My theory: Competition from other careers, largely put forth by AA.

1) Philosophy is a difficult career in which to “succeed” in society, as the term is commonly defined. Although of course philosophy can be broadly useful, and a few shining stars make money writing… there are not many careers in which one can be “successful” other than as a tenured professor. Ergo, most “successful” philosophers are tenured professors.

2) Tenure-track professors are–as a rule–relatively smart, extremely literate, and extremely well-educated people. Philosophy candidates routinely come in fairly high on SAT, GRE, etc. It isn’t a field for middle-grounders, by and large, at least not if you want to reach the high end.

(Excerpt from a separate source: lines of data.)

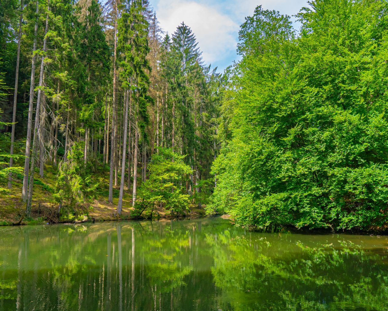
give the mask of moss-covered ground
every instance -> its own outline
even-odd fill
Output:
[[[0,193],[0,225],[17,224],[23,218],[22,224],[35,224],[49,222],[75,222],[87,221],[104,221],[131,218],[132,208],[132,191],[126,187],[123,200],[123,211],[121,216],[116,213],[118,202],[119,186],[114,187],[113,203],[108,203],[109,192],[109,168],[100,170],[93,174],[94,178],[99,183],[95,193],[95,199],[90,203],[85,203],[76,208],[62,209],[61,216],[58,217],[58,204],[53,196],[56,183],[56,168],[52,165],[46,165],[43,178],[39,176],[37,169],[34,175],[33,195],[32,198],[31,217],[24,217],[26,203],[21,199],[23,176],[14,175],[12,187],[9,192]],[[120,182],[120,179],[119,179]],[[0,187],[7,187],[6,181],[0,182]],[[165,217],[163,211],[157,211],[159,217]],[[190,214],[203,215],[203,209],[193,207]]]

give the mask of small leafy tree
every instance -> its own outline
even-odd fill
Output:
[[[148,166],[149,178],[139,189],[135,216],[145,212],[152,217],[158,206],[171,214],[183,214],[188,208],[190,196],[184,194],[182,185],[192,170],[184,163],[185,157],[164,148],[154,154]]]
[[[67,160],[62,162],[58,170],[56,187],[54,194],[59,204],[58,213],[62,205],[75,208],[79,204],[90,203],[95,197],[98,183],[94,183],[83,163],[83,143],[76,143],[71,148]]]

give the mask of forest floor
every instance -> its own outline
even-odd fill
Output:
[[[14,176],[12,188],[8,193],[0,193],[0,225],[17,224],[38,224],[50,223],[82,222],[85,221],[102,221],[131,219],[132,207],[132,194],[125,188],[123,199],[123,210],[121,216],[116,214],[118,202],[119,188],[113,188],[113,203],[108,203],[109,193],[109,172],[104,172],[94,175],[94,179],[99,183],[96,191],[96,199],[90,204],[78,206],[78,216],[74,216],[72,211],[61,213],[58,218],[58,204],[53,197],[53,193],[56,182],[55,169],[52,166],[45,166],[43,178],[40,178],[39,172],[35,173],[33,195],[31,209],[31,217],[24,218],[26,203],[21,199],[23,176]],[[6,184],[2,185],[6,187]],[[156,210],[161,217],[171,217],[165,211]],[[199,216],[204,214],[204,210],[191,206],[188,215]]]

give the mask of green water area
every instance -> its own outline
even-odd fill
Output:
[[[388,310],[388,237],[219,218],[0,228],[0,311]]]

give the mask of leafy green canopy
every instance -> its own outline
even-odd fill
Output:
[[[386,224],[388,3],[317,0],[289,17],[256,8],[229,73],[208,212],[255,228]]]
[[[188,208],[190,195],[184,194],[182,185],[192,170],[185,164],[184,158],[165,148],[154,154],[148,166],[149,178],[139,188],[134,215],[152,215],[159,204],[171,214],[183,213]]]

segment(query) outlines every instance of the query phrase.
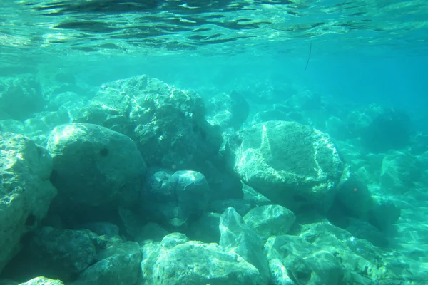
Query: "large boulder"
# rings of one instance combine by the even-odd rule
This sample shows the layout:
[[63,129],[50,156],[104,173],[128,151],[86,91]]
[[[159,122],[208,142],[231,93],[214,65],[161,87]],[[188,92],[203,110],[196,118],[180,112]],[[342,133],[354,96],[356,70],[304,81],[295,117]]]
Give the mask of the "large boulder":
[[127,136],[96,125],[59,125],[47,145],[53,157],[51,181],[66,208],[136,202],[146,163]]
[[233,208],[228,208],[221,215],[219,228],[220,246],[254,265],[263,278],[263,284],[268,284],[269,265],[263,250],[263,241],[257,233]]
[[141,209],[166,226],[179,227],[202,216],[208,206],[210,187],[202,173],[159,170],[149,175],[140,195]]
[[150,166],[202,172],[216,192],[212,198],[241,198],[239,179],[225,170],[218,152],[220,127],[210,125],[205,115],[195,93],[143,75],[102,85],[73,120],[128,135]]
[[196,93],[139,76],[101,86],[78,120],[129,136],[149,165],[181,170],[203,163],[221,144],[205,113]]
[[328,209],[342,163],[328,135],[287,121],[268,121],[230,137],[227,150],[241,179],[294,211]]
[[56,190],[52,160],[29,138],[0,133],[0,271],[44,218]]
[[69,281],[93,264],[96,254],[89,231],[44,227],[9,264],[8,273],[15,278],[42,275]]
[[189,241],[183,234],[165,237],[160,245],[147,246],[141,262],[147,284],[263,284],[258,270],[238,254],[216,244]]
[[342,284],[344,272],[336,258],[300,237],[271,237],[265,250],[275,284]]

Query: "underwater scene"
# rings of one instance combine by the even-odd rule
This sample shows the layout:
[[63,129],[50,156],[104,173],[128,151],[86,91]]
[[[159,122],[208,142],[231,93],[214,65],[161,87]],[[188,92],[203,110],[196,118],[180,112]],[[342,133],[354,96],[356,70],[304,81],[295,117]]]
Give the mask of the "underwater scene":
[[428,284],[428,1],[0,2],[0,285]]

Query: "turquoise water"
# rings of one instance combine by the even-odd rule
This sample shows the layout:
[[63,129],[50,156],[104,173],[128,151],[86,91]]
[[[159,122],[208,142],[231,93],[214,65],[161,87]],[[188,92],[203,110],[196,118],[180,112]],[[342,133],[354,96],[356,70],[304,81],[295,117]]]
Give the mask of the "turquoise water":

3) Even outside a top program it’s a lot of work to get a PhD and there’s a lot of competition to get a job.

4) The alternatives are compelling. Every employer these days is MADLY competing to find top black candidates and offer them jobs. Law, finance, government, etc… if you’re smart enough to get a top 20 PhD, you’re smart enough to get a job paying 5x as much.

5) Moreover, for those would-be (smart!) philosophers, it’s much *easier* to become a lawyer (like me) or an MBA, or virtually anything else. Often w/ less school commitment and a higher guarantee of postgrad success.

6) Being smart (see #2) the would-be black philosophers are largely aware of this, and largely go elsewhere. This is pretty rational: 5+ years and some extra work in the hopes of getting tenure, or 3 years of (comparatively easy) law school, and a BIGLAW job paying $150K/year, going up from there? You can’t blame them!